What Hiring People Get Wrong
After more than a year of job searching, I discovered an awful contradiction that too many choose to ignore.
Let me start with the good news: I might be close to an offer. Sure, it’ll be a lot less money than I made in technology—but it’s still better than trying to write for a living. The most important benefit of landing a job, any job, is that I can call off the goddam search (at least for a while).
Let’s get real: Applying for white-collar jobs in 2025 sucks. If you’re gainfully employed or independently wealthy, consider yourself lucky and definitely don’t try to take jobs from the rest of us, or I’ll scream at you like the guy in the photo above. Stay right the fuck where you are and be happy.
The core issue with hiring—beyond the ever-increasing length of the average hiring process—is that to be successful, a candidate often has to show up as if he’s ready to go from day one. He has to conform and adhere to rigid standards at the expense of substance or originality.
The candidate has to play a game whose rules are set almost entirely by the hiring team. This includes the length, quantity, and quality of interviews, whom the candidate has to speak to (or which “boss” they have to defeat in order to move to the next stage), which exploitative task, puzzle, or test they have to complete, and so on. Every mistake can result in game over for the player, but the game masters can be totally incompetent, lazy, inconsistent, and/or abusive with near-zero accountability. The biggest mistake a player can make is to merely question the rules.

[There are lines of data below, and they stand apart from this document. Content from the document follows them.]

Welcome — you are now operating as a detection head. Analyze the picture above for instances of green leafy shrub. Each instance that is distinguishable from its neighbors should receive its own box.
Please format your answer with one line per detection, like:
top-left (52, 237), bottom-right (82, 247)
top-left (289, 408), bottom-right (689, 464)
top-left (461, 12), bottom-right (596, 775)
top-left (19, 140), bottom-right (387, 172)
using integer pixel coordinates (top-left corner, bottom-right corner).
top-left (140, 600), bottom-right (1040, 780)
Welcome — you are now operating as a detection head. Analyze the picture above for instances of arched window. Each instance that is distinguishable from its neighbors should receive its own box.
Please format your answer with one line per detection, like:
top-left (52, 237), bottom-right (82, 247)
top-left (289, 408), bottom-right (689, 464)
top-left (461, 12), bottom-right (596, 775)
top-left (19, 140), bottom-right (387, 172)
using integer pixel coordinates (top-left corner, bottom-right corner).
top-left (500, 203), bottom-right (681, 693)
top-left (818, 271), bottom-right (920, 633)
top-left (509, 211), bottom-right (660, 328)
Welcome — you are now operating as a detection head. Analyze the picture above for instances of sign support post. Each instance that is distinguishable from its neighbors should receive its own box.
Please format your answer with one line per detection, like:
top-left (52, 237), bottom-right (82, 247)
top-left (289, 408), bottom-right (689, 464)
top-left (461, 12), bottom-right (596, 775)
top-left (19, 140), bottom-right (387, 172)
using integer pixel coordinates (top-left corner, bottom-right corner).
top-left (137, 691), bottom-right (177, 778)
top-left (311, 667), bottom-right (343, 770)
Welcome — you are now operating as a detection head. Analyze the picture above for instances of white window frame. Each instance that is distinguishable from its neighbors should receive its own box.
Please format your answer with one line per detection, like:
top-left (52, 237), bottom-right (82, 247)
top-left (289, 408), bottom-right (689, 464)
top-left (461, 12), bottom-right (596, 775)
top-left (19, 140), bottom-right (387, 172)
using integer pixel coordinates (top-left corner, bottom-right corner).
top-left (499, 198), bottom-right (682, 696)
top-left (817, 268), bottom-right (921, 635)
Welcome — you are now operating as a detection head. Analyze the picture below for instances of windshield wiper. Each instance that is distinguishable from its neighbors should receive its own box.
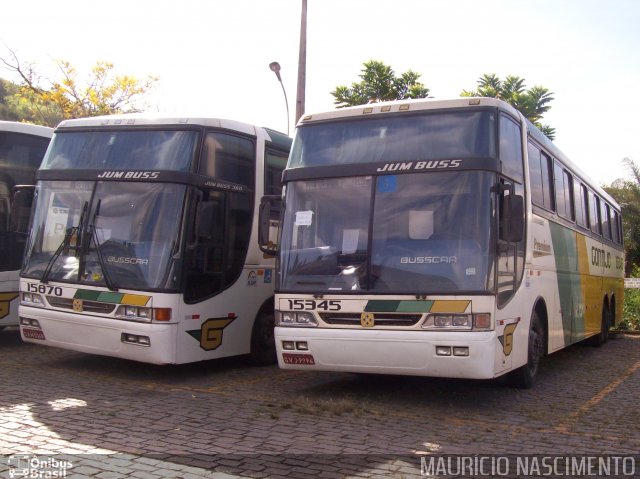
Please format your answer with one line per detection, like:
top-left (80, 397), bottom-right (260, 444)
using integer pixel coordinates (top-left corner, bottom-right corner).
top-left (89, 200), bottom-right (118, 291)
top-left (40, 201), bottom-right (89, 284)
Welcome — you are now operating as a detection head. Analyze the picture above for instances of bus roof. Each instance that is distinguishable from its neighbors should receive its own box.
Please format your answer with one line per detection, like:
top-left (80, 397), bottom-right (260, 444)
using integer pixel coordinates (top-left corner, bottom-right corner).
top-left (298, 97), bottom-right (618, 206)
top-left (0, 121), bottom-right (53, 138)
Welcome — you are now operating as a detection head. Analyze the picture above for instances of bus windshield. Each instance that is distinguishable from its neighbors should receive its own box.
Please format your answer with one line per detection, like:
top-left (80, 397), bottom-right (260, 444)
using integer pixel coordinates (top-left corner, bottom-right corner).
top-left (287, 110), bottom-right (496, 168)
top-left (42, 130), bottom-right (199, 171)
top-left (280, 172), bottom-right (496, 294)
top-left (22, 181), bottom-right (186, 290)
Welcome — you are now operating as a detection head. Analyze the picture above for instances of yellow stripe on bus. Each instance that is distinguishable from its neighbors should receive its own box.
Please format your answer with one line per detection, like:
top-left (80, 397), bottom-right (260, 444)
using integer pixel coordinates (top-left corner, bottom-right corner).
top-left (429, 300), bottom-right (471, 313)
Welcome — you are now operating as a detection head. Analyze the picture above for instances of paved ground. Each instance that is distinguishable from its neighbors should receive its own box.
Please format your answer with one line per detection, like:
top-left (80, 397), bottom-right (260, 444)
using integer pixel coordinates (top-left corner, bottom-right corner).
top-left (0, 329), bottom-right (640, 479)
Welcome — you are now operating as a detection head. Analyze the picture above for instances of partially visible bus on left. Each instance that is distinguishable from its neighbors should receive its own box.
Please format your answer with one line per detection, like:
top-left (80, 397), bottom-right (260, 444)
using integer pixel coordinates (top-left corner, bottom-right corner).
top-left (0, 121), bottom-right (53, 329)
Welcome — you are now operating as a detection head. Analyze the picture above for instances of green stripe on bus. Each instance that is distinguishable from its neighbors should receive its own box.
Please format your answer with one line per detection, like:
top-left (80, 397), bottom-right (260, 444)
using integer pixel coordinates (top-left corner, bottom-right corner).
top-left (73, 289), bottom-right (102, 301)
top-left (364, 299), bottom-right (433, 313)
top-left (98, 291), bottom-right (124, 304)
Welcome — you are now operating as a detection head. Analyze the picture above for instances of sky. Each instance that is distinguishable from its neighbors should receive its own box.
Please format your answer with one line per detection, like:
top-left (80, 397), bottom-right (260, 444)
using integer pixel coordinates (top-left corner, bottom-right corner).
top-left (0, 0), bottom-right (640, 185)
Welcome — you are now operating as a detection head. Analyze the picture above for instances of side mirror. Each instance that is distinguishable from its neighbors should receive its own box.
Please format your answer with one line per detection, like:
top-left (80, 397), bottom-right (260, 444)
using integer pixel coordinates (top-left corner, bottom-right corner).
top-left (500, 194), bottom-right (524, 243)
top-left (195, 201), bottom-right (223, 240)
top-left (258, 195), bottom-right (282, 256)
top-left (9, 185), bottom-right (36, 234)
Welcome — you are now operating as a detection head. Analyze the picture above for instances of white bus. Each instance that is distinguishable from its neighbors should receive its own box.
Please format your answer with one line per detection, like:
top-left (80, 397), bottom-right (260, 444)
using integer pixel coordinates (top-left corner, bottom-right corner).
top-left (263, 98), bottom-right (624, 387)
top-left (20, 115), bottom-right (291, 364)
top-left (0, 121), bottom-right (53, 329)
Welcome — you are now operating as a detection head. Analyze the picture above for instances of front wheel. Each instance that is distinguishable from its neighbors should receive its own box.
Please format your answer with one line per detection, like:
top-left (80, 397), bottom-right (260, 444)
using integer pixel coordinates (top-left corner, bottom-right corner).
top-left (251, 312), bottom-right (277, 366)
top-left (509, 312), bottom-right (545, 389)
top-left (591, 304), bottom-right (613, 348)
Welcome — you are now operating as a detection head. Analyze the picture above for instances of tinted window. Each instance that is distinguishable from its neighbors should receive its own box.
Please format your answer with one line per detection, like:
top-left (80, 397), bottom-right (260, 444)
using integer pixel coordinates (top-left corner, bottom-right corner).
top-left (289, 111), bottom-right (496, 168)
top-left (264, 150), bottom-right (289, 195)
top-left (199, 132), bottom-right (255, 189)
top-left (0, 132), bottom-right (49, 188)
top-left (589, 191), bottom-right (602, 234)
top-left (527, 143), bottom-right (544, 206)
top-left (600, 201), bottom-right (611, 239)
top-left (42, 130), bottom-right (199, 171)
top-left (500, 115), bottom-right (522, 182)
top-left (574, 181), bottom-right (589, 228)
top-left (540, 152), bottom-right (553, 210)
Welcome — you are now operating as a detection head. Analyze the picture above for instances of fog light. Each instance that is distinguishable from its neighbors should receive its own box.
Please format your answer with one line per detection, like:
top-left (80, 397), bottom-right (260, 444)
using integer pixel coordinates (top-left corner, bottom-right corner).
top-left (453, 346), bottom-right (469, 356)
top-left (436, 346), bottom-right (451, 356)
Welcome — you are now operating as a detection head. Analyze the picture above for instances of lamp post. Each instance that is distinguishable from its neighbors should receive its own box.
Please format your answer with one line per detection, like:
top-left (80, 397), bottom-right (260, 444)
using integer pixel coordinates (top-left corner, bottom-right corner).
top-left (269, 62), bottom-right (289, 135)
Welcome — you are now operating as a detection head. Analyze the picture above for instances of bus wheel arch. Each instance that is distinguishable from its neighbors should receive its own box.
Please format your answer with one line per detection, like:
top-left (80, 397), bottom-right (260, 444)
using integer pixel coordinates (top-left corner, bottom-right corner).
top-left (509, 299), bottom-right (549, 389)
top-left (591, 295), bottom-right (616, 348)
top-left (250, 296), bottom-right (277, 366)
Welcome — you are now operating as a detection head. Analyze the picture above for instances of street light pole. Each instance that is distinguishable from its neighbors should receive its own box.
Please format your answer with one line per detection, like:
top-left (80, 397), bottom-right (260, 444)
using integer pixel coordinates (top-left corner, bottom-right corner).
top-left (269, 62), bottom-right (289, 136)
top-left (296, 0), bottom-right (307, 124)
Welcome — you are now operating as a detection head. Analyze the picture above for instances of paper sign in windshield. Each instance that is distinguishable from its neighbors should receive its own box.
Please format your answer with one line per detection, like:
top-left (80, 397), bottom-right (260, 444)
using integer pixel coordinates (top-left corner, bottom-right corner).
top-left (296, 211), bottom-right (313, 226)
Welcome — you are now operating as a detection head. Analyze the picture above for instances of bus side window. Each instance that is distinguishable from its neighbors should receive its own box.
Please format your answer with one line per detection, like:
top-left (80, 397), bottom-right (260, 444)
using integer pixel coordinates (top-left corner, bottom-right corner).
top-left (573, 183), bottom-right (589, 228)
top-left (589, 191), bottom-right (602, 235)
top-left (500, 114), bottom-right (523, 183)
top-left (600, 201), bottom-right (611, 239)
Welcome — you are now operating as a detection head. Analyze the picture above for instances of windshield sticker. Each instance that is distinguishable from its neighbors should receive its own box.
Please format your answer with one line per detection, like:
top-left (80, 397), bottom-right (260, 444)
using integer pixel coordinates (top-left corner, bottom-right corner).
top-left (342, 229), bottom-right (360, 254)
top-left (378, 175), bottom-right (398, 193)
top-left (409, 210), bottom-right (433, 239)
top-left (296, 211), bottom-right (313, 226)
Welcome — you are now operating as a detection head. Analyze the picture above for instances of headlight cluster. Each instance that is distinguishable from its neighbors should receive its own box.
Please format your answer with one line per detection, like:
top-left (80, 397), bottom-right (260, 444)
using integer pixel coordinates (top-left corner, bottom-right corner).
top-left (422, 313), bottom-right (491, 331)
top-left (20, 293), bottom-right (45, 308)
top-left (276, 311), bottom-right (318, 327)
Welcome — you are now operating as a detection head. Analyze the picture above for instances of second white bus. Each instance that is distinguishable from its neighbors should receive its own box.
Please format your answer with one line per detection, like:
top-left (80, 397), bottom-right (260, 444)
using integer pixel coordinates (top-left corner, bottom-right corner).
top-left (20, 115), bottom-right (291, 364)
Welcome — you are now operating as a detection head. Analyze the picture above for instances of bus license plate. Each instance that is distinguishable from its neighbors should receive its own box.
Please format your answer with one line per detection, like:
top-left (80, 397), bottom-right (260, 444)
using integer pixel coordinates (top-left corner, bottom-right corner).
top-left (282, 353), bottom-right (316, 366)
top-left (22, 328), bottom-right (45, 341)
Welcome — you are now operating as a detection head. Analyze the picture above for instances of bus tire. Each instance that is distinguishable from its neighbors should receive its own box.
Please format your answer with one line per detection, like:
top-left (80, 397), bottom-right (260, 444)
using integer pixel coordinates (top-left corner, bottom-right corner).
top-left (509, 311), bottom-right (545, 389)
top-left (250, 308), bottom-right (277, 366)
top-left (591, 302), bottom-right (612, 348)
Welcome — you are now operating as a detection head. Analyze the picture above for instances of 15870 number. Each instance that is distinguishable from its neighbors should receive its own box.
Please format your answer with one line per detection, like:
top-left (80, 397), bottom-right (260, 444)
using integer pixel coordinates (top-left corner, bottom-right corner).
top-left (287, 299), bottom-right (342, 311)
top-left (27, 283), bottom-right (62, 296)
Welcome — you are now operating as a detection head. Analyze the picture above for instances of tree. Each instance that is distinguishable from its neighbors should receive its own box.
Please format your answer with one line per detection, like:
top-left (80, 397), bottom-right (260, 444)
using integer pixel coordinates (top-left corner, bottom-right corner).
top-left (0, 45), bottom-right (158, 126)
top-left (604, 158), bottom-right (640, 276)
top-left (460, 73), bottom-right (556, 140)
top-left (331, 60), bottom-right (429, 108)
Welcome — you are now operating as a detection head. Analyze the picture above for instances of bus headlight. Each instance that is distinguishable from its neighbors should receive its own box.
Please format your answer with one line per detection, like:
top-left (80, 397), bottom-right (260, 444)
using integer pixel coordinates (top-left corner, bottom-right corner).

It’s not a fun game. Assuming the position is filled at all (which is far from a given these days), there is only one winner, and even the runners-up come away with nothing more than vague feedback—if they get that much. No payment for the player’s time and trouble or reward of any kind. I didn’t even get the promise of preferential treatment once for coming in second or third seven times in seven months. (Yes, this really happened.) Was I skipped to the front of the line the next time a similar position opened at any of those seven companies? Nope. At best, I was invited to reapply. The message I received: Better luck next time, sucker.
While I’m encouraged by the recent attempts at conciliation by recruiters on LinkedIn—intended to placate the shrieking masses of desperate job seekers—I consider it more PR than substance. Don’t get me wrong: I like most recruiters. I have had a few truly dreadful ones who could “fuck up a cup of coffee”—to quote Nicky Santoro from Casino—but I consider some I’ve worked with in the past to be friends because they went the extra mile (and were open to hearing me vent on an industrial scale). But change is hard, and most recruiters and hiring teams reflexively avoid the unhappy path, which often includes going that extra mile I mentioned. In short, the people in charge want guarantees not projects. Sometimes, though, a project pays off the most.
To non-sports fans, this analogy may be lost on you—but consider Major League Baseball, which is heating up again. Every July there’s an amateur draft—think NFL or NBA Draft but with a lot less fanfare — and most of the players drafted are multiple years away from stepping on a Major League diamond. In fact, many of them will never make it to the big game at all, but this is beside the point. The point is that 30 Major League clubs are willing to invest millions on high schoolers (in some cases) based on how they project to perform 4–5 years later. Incredible, isn’t it?
By contrast, almost every job I’ve applied for—seemingly ever—demands that the candidate be ready to perform immediately with minimal training, little-to-no professional development, and no five-year plan. In fact, I’ve been told not to ask about any of these things during the interview process because it’s often considered a “red flag” to hiring teams that a candidate would dare give a fuck about his future at the company or otherwise.
Let me bring the point home: How is a job candidate supposed to enter the hiring process fully developed and ready to go if no one bothered to give him a chance in the past? This is the central contradiction in hiring that no one wants to address. Yes, I know that (overpriced) colleges and universities exist, along with trade schools and other training programs—but this kind of experience is often buried on a resume and for good reason: Employers don’t care. Everyone has a degree, a license, and/or certification these days (or so they think). Employers want that coveted direct and highly specific experience that is not only difficult but impossible for some to get without giving their labor away for free while calling it “freelancing.”
How did we let this happen in a supposedly free society? How did we cede so much power to our corporate masters while expecting so little in return?
It’s all a game, and it’s a miserable one. The most desperate of us might even prefer to test their luck at Squid Game. Even if you find yourself on the winning side, just wait until your clueless CEO decides to build his own equivalent of the Metaverse with the profits that your hard work and sacrifice bestowed upon his spoiled, rich ass. When it flops and he lays you off for “poor performance,” or something of the sort, I hope someone on LinkedIn blithely suggests that you “start your own company” while you’re downing six packs of cheap beer just to keep yourself from screaming as you mechanically submit resumes to the all-powerful, unforgiving ATS gods. You’ll get it then.
In short, unless we’re in the CEO throne or close to it, we’re all fucked. Let’s admit it now so that we can start a proper resistance—one that goes beyond shitposting.
I’ll be (impatiently) waiting, like a disgruntled job seeker, for you to wake the fuck up.